Jonathan und ich gehen vorsichtig die Treppe runter, ein Badehandtuch um die Hüften.
„Bonne journée“, wünscht der Rezeptionist, der erste bekleidete Mensch, den wir seit der unfreundlichen Security gesehen haben. Diana sitzt am Beckenrand und planscht mit den Füßen.

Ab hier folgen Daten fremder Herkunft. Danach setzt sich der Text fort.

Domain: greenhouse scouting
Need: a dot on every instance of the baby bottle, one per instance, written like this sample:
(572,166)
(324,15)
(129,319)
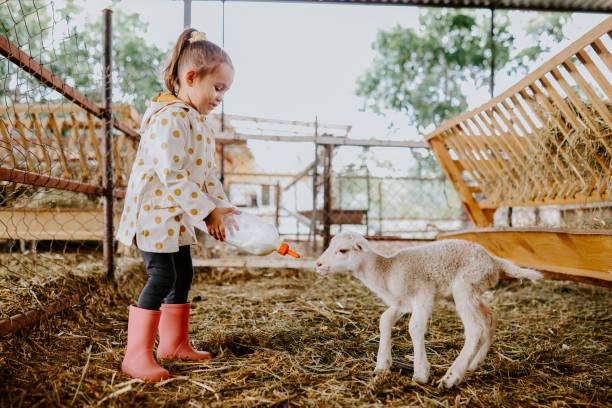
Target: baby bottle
(250,233)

Ich sehe erleichtert, dass sie ihr Bikinihöschen noch anhat. Ich setze mich neben sie und mache dasselbe.
„Warst du auch schon mal hier?“, frage ich. „Nein, ich kenne José erst seit vier Monaten.“
Jonathan legt sich auf eine Sonnenliege neben José und versteckt seinen Schwanz hinter einem Handtuchzipfel. Er versucht es natürlich und nonchalant aussehen zu lassen, aber José lacht los.

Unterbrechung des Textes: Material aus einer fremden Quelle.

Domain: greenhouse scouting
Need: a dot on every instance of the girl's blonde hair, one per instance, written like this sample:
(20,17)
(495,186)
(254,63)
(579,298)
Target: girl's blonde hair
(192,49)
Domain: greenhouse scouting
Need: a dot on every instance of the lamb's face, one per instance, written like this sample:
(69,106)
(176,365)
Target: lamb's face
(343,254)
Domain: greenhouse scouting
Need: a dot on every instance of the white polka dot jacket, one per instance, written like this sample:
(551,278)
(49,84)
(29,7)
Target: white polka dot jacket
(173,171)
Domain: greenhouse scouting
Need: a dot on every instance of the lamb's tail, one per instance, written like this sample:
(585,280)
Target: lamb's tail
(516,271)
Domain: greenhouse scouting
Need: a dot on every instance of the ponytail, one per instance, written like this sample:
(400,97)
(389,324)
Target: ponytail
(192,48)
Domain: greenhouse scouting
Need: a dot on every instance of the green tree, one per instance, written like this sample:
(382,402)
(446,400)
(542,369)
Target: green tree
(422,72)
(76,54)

„Und ich dachte immer, Schweden wären so freizügig“, prustet er. „Prost!“
Etwa drei Piña Coladas später merkt niemand mehr, dass Jonathan und ich zum ersten Mal auf dieser Seite von Saint Tropez sind. Das Handtuch gleitet hinab, als wir einen Spaziergang am Strand machen. Wir gehen die Straße entlang – splitterfasernackt. José diskutiert lebhaft mit seinem Chef am Telefon. Wie immer. Unter dem Arm trägt er seinen Laptop. Wenn José nicht am Ficken ist, ist er am Arbeiten. Immer.
„Am Strand gibt es drei unsichtbare Grenzen“, erklärt José. „Wir gehen ganz nach hinten. Da sind die Swinger zugange.“
Wir verstehen, was er meint, als wir an den typischen französischen, spanischen und sogar schwedischen Familien im Adamskostüm vorbeikommen. Mama, Papa und Kind genießen das Nacktbaden. Auch der Hund darf bei einigen mit.
Nachdem wir ein paar Hundert Meter gegangen sind, kommen wir zum homosexuellen Gebiet. Schöne Männer posieren in der Gischt und bewundern die feinen Muskeln der anderen. Das Salzwasser spritzt und färbt ihre haarlosen Körper in der Sonne weiß. Es riecht nach Marmor und griechischen Göttern.
„Können wir zwei nicht hier bleiben?“, frage ich Diana und zwinkere ihr vertraut zu.
Diana sieht mich verständnislos an. „Sie ist nicht nur dumm, sondern auch total spaßbefreit“, flüstere ich Jonathan zu.
„Aber sie ist jung und schön“, tröstet mich Jonathan. „Wir sind ja nicht hier, um mit ihr zu reden.“
„Wir hätten Proviant mitnehmen sollen“, sage ich. „Meine Güte, ist das weit.“
„Es ist doch ganz schön, sich nach der langen Autofahrt mal zu bewegen. Aber mein Rücken brennt schon ein bisschen“, antwortet Jonathan.
„Sobald wir ein Plätzchen gefunden haben, schmiere ich ihn dir ein.“
„Was geht denn hier ab?“, rufe ich, als wir uns endlich am richtigen Ende vom Strand unter einem Sonnenschirm eingerichtet haben.
Ich bekomme Sand in die Augen, als etwa zwanzig moppelige nackte Männer vorbeilaufen. Sie jagen einen weiteren nackten Mann mit einer erbsengrünen Flagge und blasen in eine Trillerpfeife. Plötzlich bleibt der erste Mann vor einer Sanddüne schräg vor uns stehen.